We recycle everything that can be recycled in our borough, the usual plastic, glass, and metal. We are not required to separate them, which I found odd. I recently read they pay for it to be flown and "recycled" in Nigeria, but it ends up in landfill sites. I am not as motivated about recycling as I used to be, hopefully, this particular local government policy will change soon.
 
I don't do a damned thing unless it saves me money.

But, I have a license to practice environmental engineering in 4 states, so I gave at the office.
 
@NCC1701: But in the cities/ towns like Auckland, Hamilton, Dunedin, Wellington...the puplic transportation is ok, yes? And between the bigger places or the more spectacular places as well, yes?

This is my problem here. Within cities, public transportation in Canada tends to be pretty good, but our interurban transit sucks. And if you want to get anywhere remotely rural, good luck. Again, that's the main reason I want to eventually get a car, so that I can leave the city easily when I want to.
 
@NCC1701: But in the cities/ towns like Auckland, Hamilton, Dunedin, Wellington...the puplic transportation is ok, yes? And between the bigger places or the more spectacular places as well, yes?

TerokNor

Well, I live 30km North of Auckland, and public transport in the city itself is really crap, as well, seeing as 90% of public transport here are buses. Only in the last 10 years have trains started catching on here. From what I hear Wellington is the only city in the country that has a half-decent public transport system, trains are also more heavily used there as well. Yeah, getting between cities is relatively easy, we have buses, airplanes and trains - if you're lucky - serving the main centres.

I guess it's just what you have to put up with when you live in a country the size of Japan with only 4 million inhabitants!
 
Nothing... nothing?? :eek:

May I recommend you get yourself a copy of Earth In The Balance -- the recycled pages make a delightful toilet paper :)

Yes, nothing. I don't recycle. I don't use CFLs. I don't drive a hybrid or use public transportation. I don't have solar panels or a wind mill. I don't buy local, organic, or free range. I use disposable shopping bags and pesticides. I have a top loader washer and a big screen TV.

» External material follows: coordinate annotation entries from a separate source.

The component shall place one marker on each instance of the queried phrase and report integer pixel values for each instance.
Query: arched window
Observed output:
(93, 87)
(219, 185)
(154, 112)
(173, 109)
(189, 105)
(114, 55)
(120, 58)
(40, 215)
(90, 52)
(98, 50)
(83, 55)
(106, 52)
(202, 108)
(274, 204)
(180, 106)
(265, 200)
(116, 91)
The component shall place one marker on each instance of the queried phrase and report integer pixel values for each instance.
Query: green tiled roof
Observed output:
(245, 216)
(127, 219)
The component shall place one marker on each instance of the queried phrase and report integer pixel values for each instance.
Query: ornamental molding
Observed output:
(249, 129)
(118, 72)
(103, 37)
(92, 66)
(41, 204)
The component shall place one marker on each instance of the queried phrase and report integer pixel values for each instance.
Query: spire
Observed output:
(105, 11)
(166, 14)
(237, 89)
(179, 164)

That book isn't fit to be toilet paper. I used to believe in being enviromentally friendly, but I stopped a long time ago.
 
I just used the EPA's carbon footprint calculator and four that I am 39% below the average American in terms of yearly carbon dioxide production.
Not bad.
 
Nothing... nothing?? :eek:

May I recommend you get yourself a copy of Earth In The Balance -- the recycled pages make a delightful toilet paper :)

Yet I bet you couldn't verbalize without looking it up what it is about the book that bothers you so much apart from Al Gore being its author.

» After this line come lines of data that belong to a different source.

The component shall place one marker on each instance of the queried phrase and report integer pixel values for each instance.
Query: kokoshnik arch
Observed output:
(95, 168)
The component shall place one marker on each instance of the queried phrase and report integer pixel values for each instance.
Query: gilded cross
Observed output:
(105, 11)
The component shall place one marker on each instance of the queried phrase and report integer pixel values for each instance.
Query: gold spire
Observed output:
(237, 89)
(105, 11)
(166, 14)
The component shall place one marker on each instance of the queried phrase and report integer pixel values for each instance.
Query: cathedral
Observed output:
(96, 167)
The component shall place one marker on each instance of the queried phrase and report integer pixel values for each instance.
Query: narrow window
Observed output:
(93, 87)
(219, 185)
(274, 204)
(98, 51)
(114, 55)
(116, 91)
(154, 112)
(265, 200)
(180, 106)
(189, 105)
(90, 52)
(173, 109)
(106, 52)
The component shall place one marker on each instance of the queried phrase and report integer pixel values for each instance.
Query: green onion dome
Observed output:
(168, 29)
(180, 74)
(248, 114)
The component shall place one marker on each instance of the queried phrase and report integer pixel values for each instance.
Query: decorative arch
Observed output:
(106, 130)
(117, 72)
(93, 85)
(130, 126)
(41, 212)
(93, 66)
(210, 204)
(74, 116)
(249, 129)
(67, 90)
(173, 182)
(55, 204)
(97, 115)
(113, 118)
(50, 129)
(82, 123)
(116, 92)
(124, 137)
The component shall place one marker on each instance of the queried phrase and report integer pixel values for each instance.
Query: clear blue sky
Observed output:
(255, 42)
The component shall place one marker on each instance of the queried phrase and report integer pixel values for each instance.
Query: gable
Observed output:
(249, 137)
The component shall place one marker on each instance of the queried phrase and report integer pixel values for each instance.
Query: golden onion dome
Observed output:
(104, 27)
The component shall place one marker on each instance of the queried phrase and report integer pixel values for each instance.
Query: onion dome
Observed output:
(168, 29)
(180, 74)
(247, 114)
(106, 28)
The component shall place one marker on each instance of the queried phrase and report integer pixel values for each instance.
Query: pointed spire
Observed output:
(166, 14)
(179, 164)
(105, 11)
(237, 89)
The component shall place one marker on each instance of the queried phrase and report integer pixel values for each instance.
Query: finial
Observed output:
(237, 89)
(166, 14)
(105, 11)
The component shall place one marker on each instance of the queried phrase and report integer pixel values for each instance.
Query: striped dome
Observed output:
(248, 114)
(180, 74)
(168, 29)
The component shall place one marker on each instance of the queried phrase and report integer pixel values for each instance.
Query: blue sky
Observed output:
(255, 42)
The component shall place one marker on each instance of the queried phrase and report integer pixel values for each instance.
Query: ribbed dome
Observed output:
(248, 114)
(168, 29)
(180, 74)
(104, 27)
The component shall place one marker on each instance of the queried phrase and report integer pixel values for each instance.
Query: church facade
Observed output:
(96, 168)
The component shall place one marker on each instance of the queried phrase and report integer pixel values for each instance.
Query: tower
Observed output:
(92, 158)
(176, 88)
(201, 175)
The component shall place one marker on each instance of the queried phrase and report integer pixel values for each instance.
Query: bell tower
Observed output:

It's too bad that most modern conservatives have staked out the opposition viewpoint to climate change to such a degree that they now have a ridiculous knee-jerk reaction to any type of conservation, environmentalism, or recycling, even though Republicans of the past like Teddy Roosevelt, Barry Goldwater, and Richard Nixon made great strides in those areas.

Even if you don't believe in man-made climate change, isn't recycling, conservation, and protecting the environment a good thing anyway? Why do you have so much hostility to the idea in general?